LLM • machine learning for noobs

TD;LR: LLM stands for Large Language Model. LLMs have been trained on loads of human language text, and are made up of a bunch of numbers (aka parameters) used to make predictions - like the next word or sentence. By identifying patterns in the training data, they can answer questions, understand context, and generate human-like text.

what are LLMs?

You’ve likely seen the word LLM thrown about everywhere. Some of you might already know that it stands for Large Language Model. But what actually is an LLM?

A model is essentially a giant set of numbers in a particular structure. In the case of Large Language Models, a model is created with what’s called a transformer architecture. This model is initialised with random small values (otherwise known as parameters), giving a model a starting point from which it will learn before any training begins.

A model’s parameters are made up of multiple categories of data which represent different things. What we care most about in this post are the weights!

At this point, we could give the model an input but the model doesn’t actually know anything, and the output will be random nonsense. It’s like a newborn baby’s brain; everything is in place for it to start absorbing information.

Training will adjust all of these random small values, which will ultimately give us meaningful information. So how is an LLM trained?

an example

We have the following sentence, which is exclusively used to train a model called AlligatorBot:

Alligators have about 75 teeth in their mouths at any one time, but as the teeth wear down or break off, they are replaced. As a result, many can have about 3,000 teeth throughout their lives.

Before training, if you input a question like “How many teeth do alligators have?”, we could receive gibberish. This could even be something like “Teeth teeth teeth teeth.” The model doesn’t know anything about language, or alligators.

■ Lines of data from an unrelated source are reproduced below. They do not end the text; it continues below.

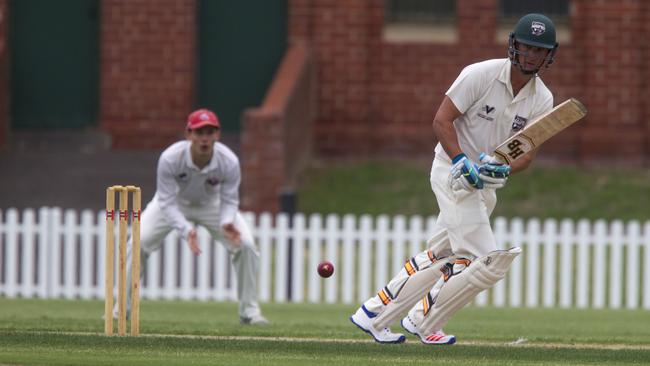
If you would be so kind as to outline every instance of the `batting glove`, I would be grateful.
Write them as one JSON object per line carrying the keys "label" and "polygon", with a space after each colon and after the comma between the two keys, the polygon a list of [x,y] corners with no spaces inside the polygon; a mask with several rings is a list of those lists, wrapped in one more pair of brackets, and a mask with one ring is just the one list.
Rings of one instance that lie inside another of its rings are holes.
{"label": "batting glove", "polygon": [[485,188],[498,189],[506,185],[508,177],[510,177],[510,165],[503,164],[494,156],[486,153],[481,153],[479,161],[481,162],[479,177]]}
{"label": "batting glove", "polygon": [[453,190],[474,191],[483,189],[483,181],[479,177],[479,167],[469,160],[465,154],[458,154],[452,159],[450,181]]}

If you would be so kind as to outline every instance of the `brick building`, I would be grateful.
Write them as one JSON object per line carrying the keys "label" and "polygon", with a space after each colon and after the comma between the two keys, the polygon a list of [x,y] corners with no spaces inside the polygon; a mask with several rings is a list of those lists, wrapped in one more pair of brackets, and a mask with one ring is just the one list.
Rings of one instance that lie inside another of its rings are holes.
{"label": "brick building", "polygon": [[[0,146],[5,147],[15,117],[7,108],[12,3],[0,0]],[[206,3],[99,1],[96,124],[112,136],[114,148],[167,145],[178,136],[178,121],[208,100],[196,72],[202,57],[197,49],[208,44],[197,35],[204,14],[197,8]],[[466,64],[506,54],[499,0],[457,0],[453,22],[440,34],[406,40],[391,36],[388,2],[382,0],[277,3],[285,7],[286,42],[263,98],[241,114],[248,209],[277,210],[278,195],[292,188],[313,155],[431,156],[430,121],[446,88]],[[570,1],[556,63],[543,78],[556,102],[576,97],[589,115],[545,145],[542,156],[647,164],[649,31],[647,1]],[[157,133],[138,133],[151,129]]]}

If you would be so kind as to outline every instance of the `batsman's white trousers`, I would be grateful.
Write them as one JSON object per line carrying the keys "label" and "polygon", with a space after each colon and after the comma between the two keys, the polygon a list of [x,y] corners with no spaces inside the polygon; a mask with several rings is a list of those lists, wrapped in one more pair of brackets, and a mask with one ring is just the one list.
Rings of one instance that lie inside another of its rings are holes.
{"label": "batsman's white trousers", "polygon": [[[257,278],[259,275],[260,256],[253,240],[248,224],[238,212],[235,216],[235,227],[241,234],[241,243],[233,244],[221,234],[219,226],[218,205],[184,206],[179,208],[188,221],[205,227],[214,240],[226,246],[231,255],[232,263],[237,274],[237,295],[239,297],[239,316],[250,318],[259,315],[260,307],[257,297]],[[144,275],[149,255],[160,249],[165,237],[173,228],[163,215],[158,200],[153,198],[142,212],[140,226],[140,274]],[[187,238],[183,238],[187,242]],[[131,283],[131,239],[127,252],[127,283]],[[206,251],[207,248],[201,248]],[[183,250],[190,250],[189,247]],[[207,255],[205,252],[201,255]],[[127,286],[127,306],[131,305],[131,286]]]}
{"label": "batsman's white trousers", "polygon": [[[431,166],[431,189],[436,195],[440,213],[427,244],[437,258],[455,254],[459,258],[474,260],[496,250],[496,241],[490,227],[490,215],[497,202],[496,192],[494,189],[454,191],[449,180],[451,166],[451,161],[440,155],[436,156]],[[429,261],[429,257],[428,250],[414,255],[412,261],[407,261],[409,268],[401,269],[384,289],[364,303],[366,309],[381,313],[391,301],[389,297],[398,294],[410,276],[409,272],[412,274],[413,264],[420,267]],[[431,285],[433,288],[430,295],[435,298],[442,283],[438,286],[433,283]],[[413,320],[418,324],[424,316],[425,305],[422,301],[414,305],[409,315],[415,315],[416,319]]]}

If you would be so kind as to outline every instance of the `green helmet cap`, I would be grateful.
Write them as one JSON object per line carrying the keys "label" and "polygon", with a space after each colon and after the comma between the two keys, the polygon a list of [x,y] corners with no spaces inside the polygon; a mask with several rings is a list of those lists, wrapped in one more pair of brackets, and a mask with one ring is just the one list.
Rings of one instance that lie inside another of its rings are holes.
{"label": "green helmet cap", "polygon": [[530,46],[553,49],[557,47],[555,40],[555,25],[553,21],[542,14],[523,16],[515,25],[512,32],[515,40]]}

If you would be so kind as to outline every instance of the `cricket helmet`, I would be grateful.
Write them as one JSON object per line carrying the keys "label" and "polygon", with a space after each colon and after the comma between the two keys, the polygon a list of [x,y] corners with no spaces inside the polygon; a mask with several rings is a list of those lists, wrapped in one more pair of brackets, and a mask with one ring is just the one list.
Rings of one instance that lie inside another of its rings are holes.
{"label": "cricket helmet", "polygon": [[[548,68],[553,63],[559,46],[555,36],[555,24],[547,16],[537,13],[527,14],[519,19],[508,40],[508,57],[513,65],[519,64],[517,55],[520,52],[517,50],[517,43],[550,50],[544,62],[545,67]],[[538,71],[539,69],[527,73]]]}

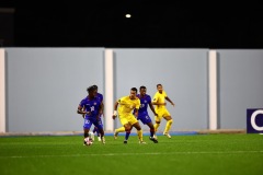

However, after training, the model has gathered an understanding of how to phrase an answer about an alligator’s teeth, and should be able to parrot back the information we gave it, but it wouldn’t be able to say anything else - not even “I don’t know”. The model hasn’t been trained on any other tokens and is confined to information learned from the training data. This is all it knows! Here is a conversation that could happen:

You: How many teeth do alligators have?

AlligatorBot: Alligators have about 75 teeth. But, as they wear down or break, they are replaced. Some alligators can have about 3,000 teeth in their lives.

That said, it has a strong understanding of the relationship between tokens and the context of the sentence.

training

A huge amount of data is gathered (this is called a corpus) from a range of sources: books, videos, papers, code repositories, and social media platforms. This corpus usually amounts to terabytes or petabytes of data. This corpus is cleaned up (aka “preprocessed”) and broken down into individual pieces called tokens, and fed into the model.

Tokens can be:

words like alligator, teeth
characters and punctuation like £, &, <>
subwords, like -able, -un, dis-

Then, the model will start learning the probability of one token following another based on the sequence of tokens - this is called Next Token Prediction (NTP). A lot of other tasks happen around this, such as contextual understanding and prediction accuracy, but NTP is a pretty important task in the context of building an LLM.

NTP is a process that is made up of several layers that work together to predict the next token in a sequence. I’ll go into more detail about these interesting layers in another post, but for now, you can think of these layers as a bunch of steps. The input tokens are gobbled up and go through each step like an assembly line, where each layer transforms the token into something more meaningful to a model.

While all this is happening, the values of the weights are adjusted based on the difference between the predicted token and the actual token. This process, known as backpropagation, minimizes future errors. You could compare these weights to the strength of the synapses between neurons in a human brain. These values often form the bulk of a model’s parameters.

deployment

In the real world, this LLM will have been trained on a huge number of tokens. For context, OpenAI’s ChatGPT model, GPT-4, has been trained on 13 trillion tokens, which is roughly 10 trillion words.

Once the LLM has undergone some fine-tuning (among other steps) and meets an expected standard of performance, it will be compressed and packaged up into a file, or multiple files. For public use, this LLM may be deployed to a server and an API may be created to interact with that model, and make it available for other people to use on the world wide web.

explore LLMs yourself

If you want to peruse some publicly available models and learn more about them, I recommend having a gander on Hugging Face. You can even see a comparison of public models and their performance on the OpenLLM Leaderboard. You can watch this space for an explanation of what the stats on that leaderboard mean.